Kerry Brown, a professor of Chinese politics at the University of Sydney and a former British diplomat, says that British politicians will have to work hard to set the tone of Xi’s visit and manage what could be a “slightly indelicate moment” in U.S. and UK relations.
“They (the U.S) will be concerned about the freeloading off the hard work Washington has done in having ‘hard talk’ with China’s leaders,” he said.
“But as long as the UK can say that in creating a more equitable and sustainable economic relationship with China they will bring about better quality dialogue with China on other issues, then that’s something the British and Americans can overcome.”
For their part, the Chinese have been embracing British culture with a passion.
London has become a favorite destination for young couples to take wedding photos and Chinese viewers are captivated in the millions by shows like “Sherlock Holmes” and “Downton Abbey.”
Affluent Chinese parents are sending their children to British schools after some of the most notable names in British education have established campuses in China.
Abrupt change
China and the UK haven’t always been best buddies.
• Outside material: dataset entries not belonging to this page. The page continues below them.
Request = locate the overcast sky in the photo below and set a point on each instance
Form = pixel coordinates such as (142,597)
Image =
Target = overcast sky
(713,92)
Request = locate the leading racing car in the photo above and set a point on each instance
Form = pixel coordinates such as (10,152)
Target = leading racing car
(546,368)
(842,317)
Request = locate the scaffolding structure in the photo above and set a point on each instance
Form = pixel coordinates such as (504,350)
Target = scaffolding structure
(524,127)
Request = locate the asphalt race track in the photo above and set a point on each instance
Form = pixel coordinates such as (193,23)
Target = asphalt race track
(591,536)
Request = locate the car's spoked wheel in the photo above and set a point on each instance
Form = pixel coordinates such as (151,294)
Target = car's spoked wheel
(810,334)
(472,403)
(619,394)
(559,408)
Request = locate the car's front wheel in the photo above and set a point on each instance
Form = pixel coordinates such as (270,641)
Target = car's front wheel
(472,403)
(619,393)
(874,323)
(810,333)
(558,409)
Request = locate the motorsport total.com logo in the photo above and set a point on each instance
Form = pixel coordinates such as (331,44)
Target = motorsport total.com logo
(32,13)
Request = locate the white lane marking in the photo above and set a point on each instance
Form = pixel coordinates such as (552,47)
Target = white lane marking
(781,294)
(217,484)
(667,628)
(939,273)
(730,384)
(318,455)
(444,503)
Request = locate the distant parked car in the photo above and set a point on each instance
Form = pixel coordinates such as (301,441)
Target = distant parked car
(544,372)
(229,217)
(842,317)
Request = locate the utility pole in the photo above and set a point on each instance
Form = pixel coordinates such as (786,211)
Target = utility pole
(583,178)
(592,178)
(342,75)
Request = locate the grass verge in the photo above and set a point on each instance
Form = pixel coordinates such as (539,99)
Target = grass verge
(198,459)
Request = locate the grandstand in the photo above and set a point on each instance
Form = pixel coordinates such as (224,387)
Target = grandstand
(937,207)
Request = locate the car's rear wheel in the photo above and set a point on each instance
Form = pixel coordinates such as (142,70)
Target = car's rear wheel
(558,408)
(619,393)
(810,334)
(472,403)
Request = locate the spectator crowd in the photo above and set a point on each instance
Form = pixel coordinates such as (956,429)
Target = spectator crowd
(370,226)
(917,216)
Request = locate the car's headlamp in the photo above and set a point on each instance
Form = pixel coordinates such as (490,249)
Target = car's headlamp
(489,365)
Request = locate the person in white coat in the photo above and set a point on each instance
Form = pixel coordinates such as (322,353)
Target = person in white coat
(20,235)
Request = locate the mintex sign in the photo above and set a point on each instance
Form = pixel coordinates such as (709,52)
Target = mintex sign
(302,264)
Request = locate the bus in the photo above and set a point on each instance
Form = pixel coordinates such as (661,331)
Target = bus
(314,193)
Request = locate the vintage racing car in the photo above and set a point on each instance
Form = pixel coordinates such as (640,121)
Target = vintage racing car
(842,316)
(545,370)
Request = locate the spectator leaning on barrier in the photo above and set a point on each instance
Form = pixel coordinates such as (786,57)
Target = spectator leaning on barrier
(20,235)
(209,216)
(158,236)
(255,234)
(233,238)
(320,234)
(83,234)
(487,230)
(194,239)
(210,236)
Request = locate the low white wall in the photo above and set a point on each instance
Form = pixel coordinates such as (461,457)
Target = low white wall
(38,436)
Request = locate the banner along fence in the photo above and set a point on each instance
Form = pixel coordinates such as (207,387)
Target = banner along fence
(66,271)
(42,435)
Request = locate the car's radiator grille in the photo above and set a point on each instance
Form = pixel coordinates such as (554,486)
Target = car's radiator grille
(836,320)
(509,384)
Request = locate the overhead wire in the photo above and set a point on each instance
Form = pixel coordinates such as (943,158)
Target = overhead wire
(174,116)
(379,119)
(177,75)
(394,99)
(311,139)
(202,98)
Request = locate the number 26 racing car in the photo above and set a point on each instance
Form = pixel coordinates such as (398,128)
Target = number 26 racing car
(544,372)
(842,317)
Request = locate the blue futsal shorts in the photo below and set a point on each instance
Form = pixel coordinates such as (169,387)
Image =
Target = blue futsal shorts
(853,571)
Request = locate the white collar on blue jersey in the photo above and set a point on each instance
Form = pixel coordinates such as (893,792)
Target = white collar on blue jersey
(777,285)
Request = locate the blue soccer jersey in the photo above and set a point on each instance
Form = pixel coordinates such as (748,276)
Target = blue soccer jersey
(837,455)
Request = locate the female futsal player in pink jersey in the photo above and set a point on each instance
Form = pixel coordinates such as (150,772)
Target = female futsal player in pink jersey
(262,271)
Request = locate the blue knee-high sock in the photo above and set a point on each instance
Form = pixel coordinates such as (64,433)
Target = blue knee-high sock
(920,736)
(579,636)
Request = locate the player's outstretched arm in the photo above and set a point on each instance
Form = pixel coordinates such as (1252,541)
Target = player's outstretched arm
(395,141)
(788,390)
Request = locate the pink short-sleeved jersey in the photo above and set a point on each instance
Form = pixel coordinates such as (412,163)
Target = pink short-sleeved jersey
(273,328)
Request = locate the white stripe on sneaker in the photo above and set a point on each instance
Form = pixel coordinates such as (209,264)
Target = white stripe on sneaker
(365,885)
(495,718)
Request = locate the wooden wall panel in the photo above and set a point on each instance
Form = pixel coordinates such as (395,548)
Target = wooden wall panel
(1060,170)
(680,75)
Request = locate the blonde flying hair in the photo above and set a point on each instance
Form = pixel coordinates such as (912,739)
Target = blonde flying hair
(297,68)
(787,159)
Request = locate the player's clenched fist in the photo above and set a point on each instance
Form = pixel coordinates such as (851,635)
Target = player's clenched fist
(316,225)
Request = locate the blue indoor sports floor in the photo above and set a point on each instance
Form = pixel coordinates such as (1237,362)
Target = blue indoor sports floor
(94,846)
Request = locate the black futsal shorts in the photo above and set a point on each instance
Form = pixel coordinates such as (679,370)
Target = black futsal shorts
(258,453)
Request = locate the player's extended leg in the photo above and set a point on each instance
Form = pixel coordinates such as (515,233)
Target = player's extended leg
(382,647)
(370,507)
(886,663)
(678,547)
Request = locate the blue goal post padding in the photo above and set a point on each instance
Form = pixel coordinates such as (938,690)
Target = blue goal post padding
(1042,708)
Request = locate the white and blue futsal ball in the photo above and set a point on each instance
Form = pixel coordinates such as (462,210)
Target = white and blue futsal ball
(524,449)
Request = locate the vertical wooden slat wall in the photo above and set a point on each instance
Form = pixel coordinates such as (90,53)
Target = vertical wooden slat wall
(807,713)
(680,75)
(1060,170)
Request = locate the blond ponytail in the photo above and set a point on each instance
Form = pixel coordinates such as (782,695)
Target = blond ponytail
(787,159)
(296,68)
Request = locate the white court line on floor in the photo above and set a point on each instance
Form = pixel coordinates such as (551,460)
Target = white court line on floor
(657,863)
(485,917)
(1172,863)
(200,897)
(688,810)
Hong Kong, which was a British colony until 1997, has long dogged relations.
More recently, ties soured after Cameron met with the Dalai Lama, Tibet’s spiritual leader, in 2012.
Less than two years ago, Chinese state media described Britain as an “old declining empire” and “just an old European country apt for travel and study.”
But since then UK leaders have gone all out to court China, calculating that the economic benefits are worth more than pressing China on human rights.
“The problem is that the UK can’t be seen as being too greedy and mercenary. It’s going from one extreme to another,” said Brown.
Finance Minister George Osborne has led the charge, helping secure a raft of Chinese investment, but a recent trip included a controversial stop in the troubled Chinese province of Xinjiang.
Osborne was the first senior Western politician to visit the region, which has witnessed ethnic conflict, sparking criticism from some quarters.
“As an economic message, this was a confusing one because the UK doesn’t have strong links there. It leads to people saying that you’re buying good favor with the Chinese rather than having a hard-nosed economic strategy.”
Nonetheless, the UK’s approach appears to be paying dividends.
According to the American Enterprise Institute, Chinese investment in the UK totaled in $8.5 billion last year, up from just $510 million in 2011.
More big deals could be on the table this week. Reports suggest China will take a stake in Britain’s first nuclear power plant in three decades and invest in a high-speed rail project.